Ma, sul serio, il 25 maggio del 2025 diventerà il più grande giorno nella storia del nostro hockey? Per saperlo dovremo attendere fino a stasera, intorno alle 23, quando sapremo se la Svizzera diventerà per la prima volta campionessa del mondo. E ci sono ben tre motivi per credere che ciò sia possibile.

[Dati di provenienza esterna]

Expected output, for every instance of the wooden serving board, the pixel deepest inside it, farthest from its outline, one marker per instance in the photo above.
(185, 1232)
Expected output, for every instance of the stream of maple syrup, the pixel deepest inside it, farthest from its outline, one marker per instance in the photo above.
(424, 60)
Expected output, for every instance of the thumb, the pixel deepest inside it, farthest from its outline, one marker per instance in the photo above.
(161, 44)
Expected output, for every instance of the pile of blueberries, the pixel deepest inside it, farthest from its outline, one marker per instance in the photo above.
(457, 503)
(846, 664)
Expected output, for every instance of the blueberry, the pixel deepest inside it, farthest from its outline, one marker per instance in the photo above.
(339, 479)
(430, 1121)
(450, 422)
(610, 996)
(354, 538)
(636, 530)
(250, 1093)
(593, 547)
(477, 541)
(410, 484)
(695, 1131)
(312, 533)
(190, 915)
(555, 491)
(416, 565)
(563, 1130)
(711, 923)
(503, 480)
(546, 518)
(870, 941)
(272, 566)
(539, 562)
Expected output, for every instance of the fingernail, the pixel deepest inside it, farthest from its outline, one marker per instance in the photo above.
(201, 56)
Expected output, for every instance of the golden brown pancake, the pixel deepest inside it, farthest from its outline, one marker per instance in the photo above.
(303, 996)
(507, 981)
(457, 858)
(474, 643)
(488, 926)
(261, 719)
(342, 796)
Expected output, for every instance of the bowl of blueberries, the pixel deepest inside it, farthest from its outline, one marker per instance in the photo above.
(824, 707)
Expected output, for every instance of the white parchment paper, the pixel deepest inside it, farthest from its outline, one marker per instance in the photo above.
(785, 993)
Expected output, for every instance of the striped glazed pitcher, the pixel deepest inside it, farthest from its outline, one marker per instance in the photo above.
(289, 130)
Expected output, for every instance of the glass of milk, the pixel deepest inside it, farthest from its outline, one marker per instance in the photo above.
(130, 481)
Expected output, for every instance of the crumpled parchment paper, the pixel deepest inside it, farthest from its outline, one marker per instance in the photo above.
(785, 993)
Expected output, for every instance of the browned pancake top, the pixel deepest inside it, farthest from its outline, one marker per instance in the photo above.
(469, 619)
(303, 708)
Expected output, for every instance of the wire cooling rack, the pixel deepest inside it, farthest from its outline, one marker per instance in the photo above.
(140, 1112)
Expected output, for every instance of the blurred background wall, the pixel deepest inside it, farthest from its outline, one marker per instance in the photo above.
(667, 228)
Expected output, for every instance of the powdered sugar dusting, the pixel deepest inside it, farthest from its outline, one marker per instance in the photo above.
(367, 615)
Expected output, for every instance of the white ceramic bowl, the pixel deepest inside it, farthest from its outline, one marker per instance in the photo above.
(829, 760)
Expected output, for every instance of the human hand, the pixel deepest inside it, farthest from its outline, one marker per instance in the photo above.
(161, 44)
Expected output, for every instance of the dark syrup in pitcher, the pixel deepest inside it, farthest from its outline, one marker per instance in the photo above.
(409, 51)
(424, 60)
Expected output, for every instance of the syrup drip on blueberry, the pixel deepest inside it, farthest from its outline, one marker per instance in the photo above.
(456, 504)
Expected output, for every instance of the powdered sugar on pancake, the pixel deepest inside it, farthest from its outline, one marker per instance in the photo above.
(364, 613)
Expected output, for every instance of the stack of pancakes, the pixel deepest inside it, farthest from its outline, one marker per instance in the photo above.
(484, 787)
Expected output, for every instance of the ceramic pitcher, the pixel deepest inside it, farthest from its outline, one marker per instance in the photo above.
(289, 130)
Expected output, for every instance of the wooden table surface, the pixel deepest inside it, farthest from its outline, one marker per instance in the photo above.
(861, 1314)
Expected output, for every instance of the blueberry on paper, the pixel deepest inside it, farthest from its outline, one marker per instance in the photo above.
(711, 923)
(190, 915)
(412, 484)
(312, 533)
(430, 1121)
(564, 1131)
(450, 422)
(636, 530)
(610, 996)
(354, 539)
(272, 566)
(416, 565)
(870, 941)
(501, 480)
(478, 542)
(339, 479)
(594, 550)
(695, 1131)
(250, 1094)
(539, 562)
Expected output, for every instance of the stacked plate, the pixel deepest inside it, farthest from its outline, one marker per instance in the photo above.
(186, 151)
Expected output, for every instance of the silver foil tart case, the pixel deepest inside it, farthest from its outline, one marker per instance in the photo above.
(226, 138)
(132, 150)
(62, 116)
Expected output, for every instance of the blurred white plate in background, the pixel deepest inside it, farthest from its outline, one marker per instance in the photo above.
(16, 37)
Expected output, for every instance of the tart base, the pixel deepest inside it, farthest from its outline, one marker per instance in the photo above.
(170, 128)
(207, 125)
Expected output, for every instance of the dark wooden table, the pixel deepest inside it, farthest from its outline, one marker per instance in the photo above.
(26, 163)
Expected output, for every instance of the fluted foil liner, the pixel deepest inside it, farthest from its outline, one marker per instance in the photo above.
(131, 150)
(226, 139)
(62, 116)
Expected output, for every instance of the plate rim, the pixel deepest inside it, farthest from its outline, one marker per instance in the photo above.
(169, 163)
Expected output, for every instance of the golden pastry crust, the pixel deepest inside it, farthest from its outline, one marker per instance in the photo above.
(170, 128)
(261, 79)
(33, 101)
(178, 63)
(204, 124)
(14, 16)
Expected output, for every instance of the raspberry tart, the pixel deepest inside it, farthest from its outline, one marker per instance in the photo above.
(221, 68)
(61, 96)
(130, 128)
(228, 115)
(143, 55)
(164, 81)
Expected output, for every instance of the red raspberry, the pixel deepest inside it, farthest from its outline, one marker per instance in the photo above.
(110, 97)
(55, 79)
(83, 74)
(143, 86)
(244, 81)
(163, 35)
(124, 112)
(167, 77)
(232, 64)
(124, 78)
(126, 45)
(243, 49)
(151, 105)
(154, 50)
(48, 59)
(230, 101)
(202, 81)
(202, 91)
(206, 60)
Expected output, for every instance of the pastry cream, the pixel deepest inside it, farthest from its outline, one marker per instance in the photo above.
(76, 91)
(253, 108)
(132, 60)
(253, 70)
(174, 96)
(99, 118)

La Svizzera è la squadra migliore – Nessuna delle 15 altre partecipanti ai Mondiali di Herning e Stoccolma è stata in grado di convincere più della Svizzera durante il torneo, sia in attacco che in difesa. Michael Fora e compagni hanno subito finora solo 9 gol nelle 9 partite disputate, un risultato a dir poco incredibile. Ben cinque volte Genoni e Charlin non hanno subito neppure un solo gol, ed è successo pure in semifinale contro la Danimarca. Anche in attacco la Svizzera può vantare cifre record: pur amplificato dal clamoroso 10-0 agli ungheresi, gli elvetici hanno totalizzato fin qui 47 gol, con una media impressionante di 5,2 reti a partita. Attenzione, però: da questo punto di vista gli statunitensi non sono certo da meno, siccome nel loro cammino hanno trovato la via del gol 45 volte, pur a fronte di 18 reti subite.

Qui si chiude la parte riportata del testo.